The Success and Dangers of Trump’s Court-Packing Plan
So far, the Trump administration’s efforts to “reshape the federal courts,” as the Heritage Foundation puts it, have been remarkably successful. The priority of this administration and Senate Republican Majority Leader Mitch McConnell has been the influential courts of appeals, and a record number of Trump appellate court nominees—21 as of mid-May—have been confirmed. This means that one out of every eight federal appellate judges have now been appointed by Trump, as Sen. McConnell recently exulted. In total, 39 Trump judicial nominees have been confirmed, with 82 more still pending. One right-wing commentator predicted that by 2019, Trump-appointed judges will be “participating in more than 15,000 decisions every year.”

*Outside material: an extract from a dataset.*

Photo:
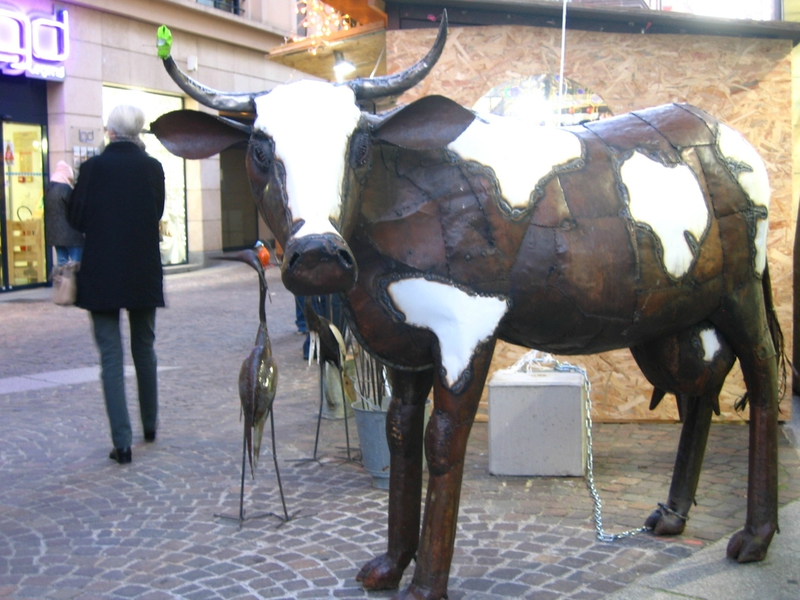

As a report by the Senate Judiciary Committee Democrats recently explained, the administration and Senate Republican leadership have pursued a strategy of “pushing right-wing ideological nominees onto the courts with minimal review,” which threatens to “change the nature of the federal judiciary for decades” and significantly harm the rights of all Americans on “health care, the environment, workers’ rights,” and more. In fact, the same nominees with dangerous views on repealing the New Deal safety net also threaten other fundamental rights recognized by the courts that many right-wing conservatives oppose, such as reproductive choice, LGBTQ rights, and voting rights.
As Senator Richard Blumenthal put it, the Trump administration has “weaponized” judicial nominations to help “shut down” the crucial New Deal social safety net. And with a Senate Republican majority that continues to be more than willing to support the Trump nominations strategy, it’s hard to see what can stop this court-packing plan. Either a change of view among at least some Senate Republicans or a change in who controls the Senate majority is required if America is to preserve the essential protections of the New Deal.